Naive strong scaling expectation: I have 4 cores, give me my 4x speedup!

> If $p$ is the fraction of a code that can be parallelized, then the maximal theoretical speedup by parallelization on $n$ cores is given by $$ F(n) = \frac{1}{1 - p + p / n} $$

In [None]:
using Plots
F(p,n) = 1/(1-p + p/n)

pl = plot()
for p in (0.5, 0.7, 0.9, 0.95, 0.99)
    plot!(pl, n -> F(p,n), 1:128, lab="$(Int(p*100))%", lw=2,
        legend=:topleft, xlab="number of cores", ylab="parallel speedup", frame=:box)
end
pl

### [Parallel computing](https://docs.julialang.org/en/v1/manual/parallel-computing/) in Julia

Julia provides support for all types of parallelism mentioned above

|                                                         |                                                                                                                                                                                       |
|---------------------------------------------------------|---------------------------------------------------------------------------------------------------------------------------------------------------------------------------------------|
| **Instruction level parallelism** (e.g.
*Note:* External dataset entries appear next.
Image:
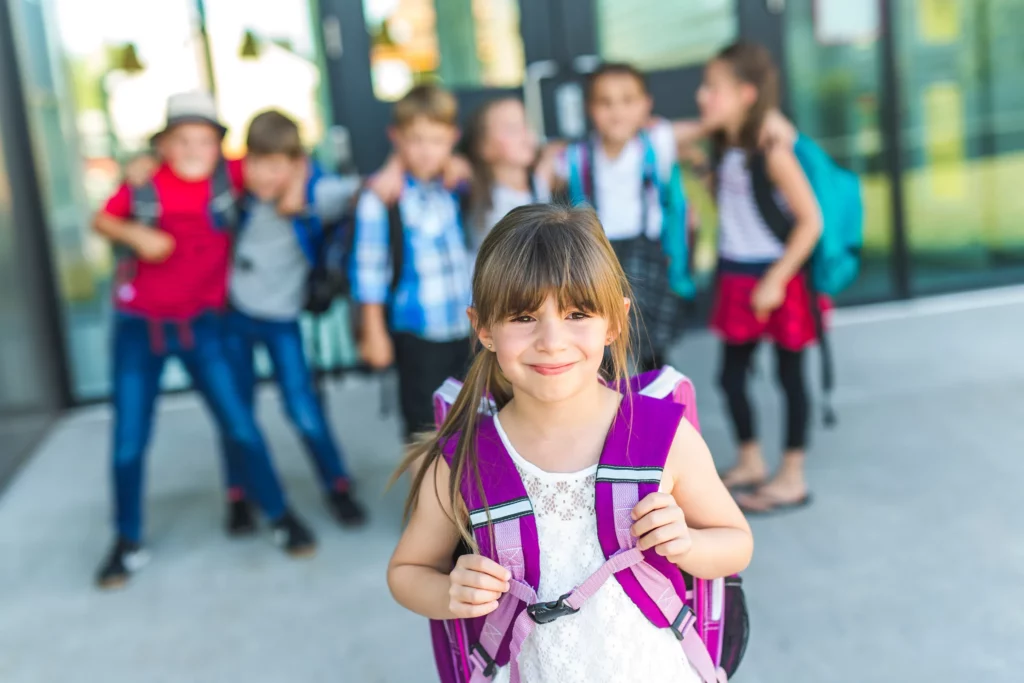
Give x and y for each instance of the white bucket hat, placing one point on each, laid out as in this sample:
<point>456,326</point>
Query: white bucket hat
<point>195,107</point>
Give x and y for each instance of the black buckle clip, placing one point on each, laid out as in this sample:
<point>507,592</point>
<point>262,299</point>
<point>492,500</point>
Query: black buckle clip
<point>546,612</point>
<point>684,613</point>
<point>489,667</point>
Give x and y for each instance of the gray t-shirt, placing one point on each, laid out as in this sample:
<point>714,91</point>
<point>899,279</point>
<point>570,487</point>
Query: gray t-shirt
<point>269,272</point>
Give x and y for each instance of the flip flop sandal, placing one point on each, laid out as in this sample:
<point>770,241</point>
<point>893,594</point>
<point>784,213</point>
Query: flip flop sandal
<point>775,506</point>
<point>745,487</point>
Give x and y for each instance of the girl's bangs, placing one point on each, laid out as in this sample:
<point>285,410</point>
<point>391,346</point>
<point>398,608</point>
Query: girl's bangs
<point>551,265</point>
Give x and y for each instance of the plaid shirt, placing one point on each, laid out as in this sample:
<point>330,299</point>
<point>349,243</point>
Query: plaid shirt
<point>435,286</point>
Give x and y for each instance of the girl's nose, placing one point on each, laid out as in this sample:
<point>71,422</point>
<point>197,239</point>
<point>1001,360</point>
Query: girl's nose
<point>551,335</point>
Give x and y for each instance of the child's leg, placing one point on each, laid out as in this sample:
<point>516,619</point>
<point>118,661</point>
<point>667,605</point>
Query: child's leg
<point>136,384</point>
<point>207,364</point>
<point>788,485</point>
<point>239,349</point>
<point>750,468</point>
<point>284,342</point>
<point>422,368</point>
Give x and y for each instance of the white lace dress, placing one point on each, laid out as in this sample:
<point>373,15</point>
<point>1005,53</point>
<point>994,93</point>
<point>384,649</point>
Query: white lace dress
<point>609,640</point>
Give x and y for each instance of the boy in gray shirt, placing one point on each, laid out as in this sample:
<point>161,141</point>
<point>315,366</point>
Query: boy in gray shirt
<point>273,256</point>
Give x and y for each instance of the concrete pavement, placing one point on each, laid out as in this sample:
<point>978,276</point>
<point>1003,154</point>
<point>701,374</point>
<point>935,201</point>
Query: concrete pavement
<point>909,566</point>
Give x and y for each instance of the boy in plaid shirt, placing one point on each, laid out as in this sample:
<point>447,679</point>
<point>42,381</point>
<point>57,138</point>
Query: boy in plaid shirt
<point>416,317</point>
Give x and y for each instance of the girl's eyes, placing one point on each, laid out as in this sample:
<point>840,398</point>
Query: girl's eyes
<point>574,315</point>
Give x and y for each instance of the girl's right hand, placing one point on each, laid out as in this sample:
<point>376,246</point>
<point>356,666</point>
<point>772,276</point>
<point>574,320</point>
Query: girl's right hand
<point>476,584</point>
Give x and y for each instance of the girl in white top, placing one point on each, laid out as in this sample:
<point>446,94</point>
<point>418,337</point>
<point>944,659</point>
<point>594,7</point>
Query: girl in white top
<point>627,194</point>
<point>549,301</point>
<point>507,172</point>
<point>762,287</point>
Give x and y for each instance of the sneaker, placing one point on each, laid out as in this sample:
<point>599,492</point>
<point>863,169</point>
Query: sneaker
<point>125,559</point>
<point>345,509</point>
<point>241,520</point>
<point>293,537</point>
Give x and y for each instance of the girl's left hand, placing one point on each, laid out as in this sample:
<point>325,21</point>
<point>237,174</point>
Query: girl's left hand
<point>660,524</point>
<point>767,296</point>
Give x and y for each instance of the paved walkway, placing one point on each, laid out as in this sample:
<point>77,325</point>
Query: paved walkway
<point>908,567</point>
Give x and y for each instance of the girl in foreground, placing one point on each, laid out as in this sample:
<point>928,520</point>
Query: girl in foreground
<point>549,298</point>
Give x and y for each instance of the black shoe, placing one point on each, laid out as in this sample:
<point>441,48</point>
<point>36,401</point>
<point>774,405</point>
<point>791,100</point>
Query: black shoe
<point>241,520</point>
<point>345,509</point>
<point>125,559</point>
<point>293,537</point>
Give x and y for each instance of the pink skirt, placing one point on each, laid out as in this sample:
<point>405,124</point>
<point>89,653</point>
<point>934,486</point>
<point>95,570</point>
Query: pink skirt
<point>791,326</point>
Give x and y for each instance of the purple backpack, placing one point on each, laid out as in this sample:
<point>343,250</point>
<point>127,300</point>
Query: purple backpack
<point>708,616</point>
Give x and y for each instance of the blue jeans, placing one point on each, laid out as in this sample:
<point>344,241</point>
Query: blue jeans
<point>140,349</point>
<point>284,344</point>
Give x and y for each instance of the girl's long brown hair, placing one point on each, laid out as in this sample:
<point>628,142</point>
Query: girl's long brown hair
<point>753,65</point>
<point>535,252</point>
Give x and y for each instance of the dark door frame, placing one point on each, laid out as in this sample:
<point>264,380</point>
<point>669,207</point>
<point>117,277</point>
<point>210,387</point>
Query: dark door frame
<point>32,239</point>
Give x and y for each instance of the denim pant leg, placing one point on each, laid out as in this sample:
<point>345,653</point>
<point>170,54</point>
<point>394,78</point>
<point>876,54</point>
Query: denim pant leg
<point>136,383</point>
<point>208,365</point>
<point>284,343</point>
<point>239,349</point>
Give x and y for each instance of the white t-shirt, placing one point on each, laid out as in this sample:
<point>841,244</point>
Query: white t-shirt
<point>619,183</point>
<point>743,235</point>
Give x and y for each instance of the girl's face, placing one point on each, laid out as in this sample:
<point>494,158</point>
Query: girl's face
<point>507,137</point>
<point>619,107</point>
<point>550,354</point>
<point>723,99</point>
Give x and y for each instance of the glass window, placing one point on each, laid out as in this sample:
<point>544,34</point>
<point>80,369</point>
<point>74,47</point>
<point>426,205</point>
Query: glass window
<point>655,34</point>
<point>963,119</point>
<point>834,71</point>
<point>461,43</point>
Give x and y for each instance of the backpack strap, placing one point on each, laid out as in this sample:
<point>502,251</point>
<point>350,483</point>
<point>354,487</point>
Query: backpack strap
<point>223,200</point>
<point>781,225</point>
<point>631,468</point>
<point>145,204</point>
<point>505,530</point>
<point>396,244</point>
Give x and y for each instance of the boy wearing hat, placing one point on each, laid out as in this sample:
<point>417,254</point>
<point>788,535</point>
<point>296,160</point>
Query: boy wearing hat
<point>169,292</point>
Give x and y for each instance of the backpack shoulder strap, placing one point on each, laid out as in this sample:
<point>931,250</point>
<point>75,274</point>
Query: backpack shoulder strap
<point>145,204</point>
<point>631,468</point>
<point>396,243</point>
<point>764,197</point>
<point>223,199</point>
<point>505,529</point>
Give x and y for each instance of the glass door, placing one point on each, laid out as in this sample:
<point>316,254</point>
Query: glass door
<point>378,49</point>
<point>670,42</point>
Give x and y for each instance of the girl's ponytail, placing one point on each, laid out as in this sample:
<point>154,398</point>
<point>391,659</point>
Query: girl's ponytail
<point>483,380</point>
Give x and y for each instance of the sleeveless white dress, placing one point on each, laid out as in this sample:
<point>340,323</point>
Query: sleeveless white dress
<point>609,640</point>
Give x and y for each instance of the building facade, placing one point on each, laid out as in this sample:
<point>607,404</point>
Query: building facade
<point>918,96</point>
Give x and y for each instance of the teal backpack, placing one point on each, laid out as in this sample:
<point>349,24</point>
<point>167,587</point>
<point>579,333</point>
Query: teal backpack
<point>837,258</point>
<point>675,240</point>
<point>836,261</point>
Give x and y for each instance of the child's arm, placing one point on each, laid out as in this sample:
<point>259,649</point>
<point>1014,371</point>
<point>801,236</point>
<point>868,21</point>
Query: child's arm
<point>371,280</point>
<point>114,222</point>
<point>787,176</point>
<point>695,524</point>
<point>420,573</point>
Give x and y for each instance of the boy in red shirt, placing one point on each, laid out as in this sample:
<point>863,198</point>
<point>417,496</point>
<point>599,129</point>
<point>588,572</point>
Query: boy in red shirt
<point>169,293</point>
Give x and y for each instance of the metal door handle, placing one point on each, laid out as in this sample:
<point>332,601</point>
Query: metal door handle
<point>532,97</point>
<point>586,63</point>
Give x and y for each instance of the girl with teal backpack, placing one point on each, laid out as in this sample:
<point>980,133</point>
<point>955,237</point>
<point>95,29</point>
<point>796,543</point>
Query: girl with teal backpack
<point>790,232</point>
<point>629,172</point>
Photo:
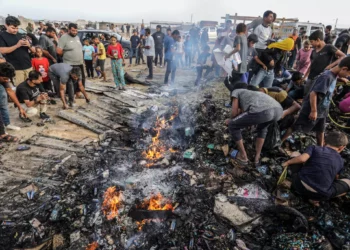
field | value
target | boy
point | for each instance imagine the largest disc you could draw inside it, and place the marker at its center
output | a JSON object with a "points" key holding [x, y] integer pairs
{"points": [[101, 52], [149, 53], [295, 88], [201, 64], [135, 44], [32, 95], [317, 179], [88, 51], [315, 107], [252, 54], [321, 58], [115, 52], [41, 64]]}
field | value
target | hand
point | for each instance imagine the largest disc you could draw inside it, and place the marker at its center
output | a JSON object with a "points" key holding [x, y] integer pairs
{"points": [[21, 43], [313, 115], [22, 113]]}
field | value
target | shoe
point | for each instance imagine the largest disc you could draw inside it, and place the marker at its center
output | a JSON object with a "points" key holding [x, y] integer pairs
{"points": [[12, 127], [44, 116]]}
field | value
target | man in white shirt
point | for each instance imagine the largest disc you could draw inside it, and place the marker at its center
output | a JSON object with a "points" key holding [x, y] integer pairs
{"points": [[149, 53], [264, 31]]}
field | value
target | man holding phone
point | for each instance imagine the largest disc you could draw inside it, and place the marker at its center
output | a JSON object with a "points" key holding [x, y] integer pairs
{"points": [[32, 96], [16, 49]]}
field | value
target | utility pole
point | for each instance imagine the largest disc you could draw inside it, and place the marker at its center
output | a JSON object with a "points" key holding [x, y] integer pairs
{"points": [[336, 22]]}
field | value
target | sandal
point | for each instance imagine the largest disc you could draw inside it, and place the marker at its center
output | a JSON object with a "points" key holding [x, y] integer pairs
{"points": [[9, 138]]}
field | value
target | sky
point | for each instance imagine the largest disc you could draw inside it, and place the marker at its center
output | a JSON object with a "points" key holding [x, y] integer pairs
{"points": [[179, 10]]}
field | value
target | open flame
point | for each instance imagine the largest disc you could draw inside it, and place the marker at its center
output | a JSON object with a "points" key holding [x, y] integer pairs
{"points": [[157, 149], [92, 246], [111, 203], [156, 202]]}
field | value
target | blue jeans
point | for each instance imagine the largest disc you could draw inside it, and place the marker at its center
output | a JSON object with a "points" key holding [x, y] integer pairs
{"points": [[133, 51], [4, 106], [263, 78], [118, 72]]}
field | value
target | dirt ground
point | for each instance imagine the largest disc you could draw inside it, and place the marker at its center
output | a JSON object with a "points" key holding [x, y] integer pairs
{"points": [[54, 139]]}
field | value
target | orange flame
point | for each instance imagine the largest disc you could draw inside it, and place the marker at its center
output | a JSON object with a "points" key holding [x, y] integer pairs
{"points": [[111, 203], [156, 150], [92, 246]]}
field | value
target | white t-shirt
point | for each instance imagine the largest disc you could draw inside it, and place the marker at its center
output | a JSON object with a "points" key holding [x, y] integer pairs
{"points": [[263, 33], [150, 42]]}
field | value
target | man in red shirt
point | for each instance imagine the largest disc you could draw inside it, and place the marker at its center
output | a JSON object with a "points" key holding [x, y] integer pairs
{"points": [[115, 52]]}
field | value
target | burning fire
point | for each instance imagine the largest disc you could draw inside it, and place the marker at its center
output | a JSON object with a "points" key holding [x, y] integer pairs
{"points": [[156, 202], [111, 203], [92, 246], [156, 150]]}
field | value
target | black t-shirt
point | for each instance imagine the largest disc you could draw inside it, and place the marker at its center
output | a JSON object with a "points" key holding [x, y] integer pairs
{"points": [[158, 38], [321, 59], [6, 85], [135, 40], [26, 92], [19, 58], [342, 42]]}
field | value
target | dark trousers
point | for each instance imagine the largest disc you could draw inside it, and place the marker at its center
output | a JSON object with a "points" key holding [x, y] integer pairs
{"points": [[89, 68], [200, 70], [159, 53], [150, 65], [81, 67], [2, 126], [170, 68], [69, 86], [292, 58], [188, 56]]}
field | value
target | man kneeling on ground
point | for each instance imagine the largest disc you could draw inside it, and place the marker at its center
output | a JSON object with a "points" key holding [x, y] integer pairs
{"points": [[316, 176], [67, 78], [32, 95]]}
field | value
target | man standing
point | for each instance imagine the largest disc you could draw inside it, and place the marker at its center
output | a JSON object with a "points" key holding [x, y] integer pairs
{"points": [[142, 31], [264, 31], [70, 47], [295, 49], [194, 36], [65, 77], [41, 28], [149, 53], [32, 96], [47, 45], [30, 28], [159, 42], [128, 30], [7, 72], [101, 59], [16, 48], [328, 36], [135, 44], [170, 49]]}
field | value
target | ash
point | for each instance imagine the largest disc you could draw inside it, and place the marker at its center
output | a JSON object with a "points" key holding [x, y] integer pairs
{"points": [[216, 204]]}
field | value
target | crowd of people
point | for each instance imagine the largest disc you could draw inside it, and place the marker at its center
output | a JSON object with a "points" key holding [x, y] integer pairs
{"points": [[291, 83], [287, 82]]}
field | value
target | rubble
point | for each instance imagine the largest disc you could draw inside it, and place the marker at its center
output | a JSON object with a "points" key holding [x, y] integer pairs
{"points": [[188, 195]]}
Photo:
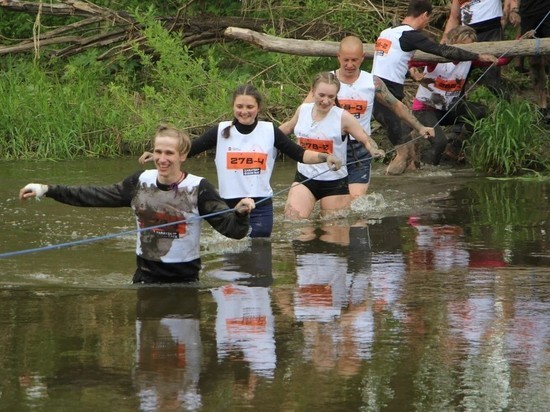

SIMD)           | → [`@simd`](https://docs.julialang.org/en/v1/base/base/#Base.SimdLoop.@simd), [SIMD.jl](https://github.com/eschnett/SIMD.jl), ...                                                     |
| **Multi-threading** (shared memory)                     | → [Base.Threads](https://docs.julialang.org/en/v1/base/multi-threading/), [ThreadsX.jl](https://github.com/tkf/ThreadsX.jl), [FLoops.jl](https://github.com/JuliaFolds/FLoops.jl), .. |
| **Multi-processing** (shared system memory)             | → [Distributed.jl](https://docs.julialang.org/en/v1/stdlib/Distributed/), [MPI.jl](https://github.com/JuliaParallel/MPI.jl), ...                                                      |
| **Distributed processing** (typically no shared memory) | → [Distributed.jl](https://docs.julialang.org/en/v1/stdlib/Distributed/), [MPI.jl](https://github.com/JuliaParallel/MPI.jl), ...                                                      |
| **GPU programming**                                     | → [CUDA.jl](https://github.com/JuliaGPU/CUDA.jl), [AMDGPU.jl](https://github.com/JuliaGPU/AMDGPU.jl), [KernelAbstractions.jl](https://github.com/JuliaGPU/KernelAbstractions.jl), ... |